The suits raise an intriguing question: Who, if anyone, is checking foreclosure bills to make sure the charges conform to what is allowed in the court rule?

If a foreclosure proceeds to judgment and the property is heading to a sheriff’s sale, the AOC’s foreclosure unit does the checking.

Under reforms instituted last year, a standard certification of amount due is consulted and AOC workers make sure the right amounts have been put down by the lender’s attorney.

When it comes to the lawyer’s fee, which depends on the amount owed, if the certification calls for, say, a $10,000 fee and the lawyer is entitled to $2,500, the AOC “crosses out $10,000 and puts in $2,500,” says Kevin Wolfe, the AOC’s assistant director for civil practice.

As for costs, besides the $50 for a lis pendens filing, the schedule allows $200 to cover the foreclosure filing fee, $10 for a writ of execution and $35 per defendant for service of process.

Wolfe says sometimes a cost seems out of line with the rules. “If the office thought it was high, they would either strike it or seek clarification,” Wolfe says.

But the court has no role in checking the fees and costs that are charged to property owners – like the ones in the federal suits – who pay or redeem mortgages before the foreclosure goes to judgment.

Lawyers who represent debtors seeking protection from foreclosure in bankruptcy court suggest there are limits to how much scrutiny they can give to lender’s legal fees for foreclosure and for creditors’ bankruptcy filings such as proofs of claim. The test is whether the amounts seem reasonable.

“There’s a fairly standard amount for costs and a fairly standard amount for fees,” says Steven Kartzman of Mellinger, Sanders & Kartzman in Morris Plains. He objects when something is clearly out of line.
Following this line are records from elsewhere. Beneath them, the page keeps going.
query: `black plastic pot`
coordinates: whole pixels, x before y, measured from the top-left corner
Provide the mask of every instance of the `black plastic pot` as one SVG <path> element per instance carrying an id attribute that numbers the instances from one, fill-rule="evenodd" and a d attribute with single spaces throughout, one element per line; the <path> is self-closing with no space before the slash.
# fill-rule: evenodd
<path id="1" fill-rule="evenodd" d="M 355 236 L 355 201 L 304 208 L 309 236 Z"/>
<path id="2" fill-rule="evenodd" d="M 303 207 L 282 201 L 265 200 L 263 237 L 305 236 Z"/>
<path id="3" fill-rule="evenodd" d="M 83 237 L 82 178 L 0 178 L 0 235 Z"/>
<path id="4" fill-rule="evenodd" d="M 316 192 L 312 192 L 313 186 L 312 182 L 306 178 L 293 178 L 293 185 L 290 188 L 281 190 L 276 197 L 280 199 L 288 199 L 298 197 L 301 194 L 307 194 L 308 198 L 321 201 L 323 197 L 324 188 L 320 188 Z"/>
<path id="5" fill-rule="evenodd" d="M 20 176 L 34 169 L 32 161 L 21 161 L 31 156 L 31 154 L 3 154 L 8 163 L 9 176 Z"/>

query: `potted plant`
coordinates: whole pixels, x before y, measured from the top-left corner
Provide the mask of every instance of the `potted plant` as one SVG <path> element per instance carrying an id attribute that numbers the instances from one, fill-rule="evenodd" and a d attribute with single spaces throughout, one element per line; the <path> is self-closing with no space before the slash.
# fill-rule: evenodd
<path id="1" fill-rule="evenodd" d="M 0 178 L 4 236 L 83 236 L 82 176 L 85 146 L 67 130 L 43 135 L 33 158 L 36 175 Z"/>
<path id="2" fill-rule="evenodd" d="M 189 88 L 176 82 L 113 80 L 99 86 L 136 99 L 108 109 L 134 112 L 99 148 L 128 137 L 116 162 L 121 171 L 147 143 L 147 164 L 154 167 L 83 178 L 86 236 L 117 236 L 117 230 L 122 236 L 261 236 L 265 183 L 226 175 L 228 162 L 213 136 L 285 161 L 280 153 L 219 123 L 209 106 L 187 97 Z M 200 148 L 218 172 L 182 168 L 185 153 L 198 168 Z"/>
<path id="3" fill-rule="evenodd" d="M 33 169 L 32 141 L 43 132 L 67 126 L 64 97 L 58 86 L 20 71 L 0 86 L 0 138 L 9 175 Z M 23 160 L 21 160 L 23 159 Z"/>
But when it comes to mistakes in charges set by law or rule, “I never found a case where I could say ‘these guys did it on purpose,’” Kartzman says.

Virginia Fortunato, an associate in the office of Mark Goldman in East Orange, says it’s often difficult to tell from filings by lenders’ lawyers in Chapter 13s whether fees and costs are for bankruptcy or foreclosure.

Sometimes, firms will charge seemingly large amounts for inspections to ensure that the debtor is occupying a home that is subject to foreclosure, Fortunato says.

The charge can range from $10 to $125 for what is simply a “drive-by” inspection, she says. “What I tell attorneys for the mortgage company is, ‘Sign me up because I want the job of doing drive-bys for $100,’” she jokes.

Debtor’s attorneys must do a cost-benefit analysis before getting crazed about lenders’ legal fees, she says.

“One of the things we have to look at before we object to the foreclosure fees and nickel and dime them is whether it is beneficial to the debtor to pay us anywhere from $275 an hour to $325 an hour to object to a $25 fee,” she says.

Finally, there are foreclosure defendants who have no attorneys. These defendants are concentrating on keeping their homes, not on whether the legal fees are a few dollars too high, Adler says.

“If it’s two or three thousand and they get their house back, they’re happy,” he says.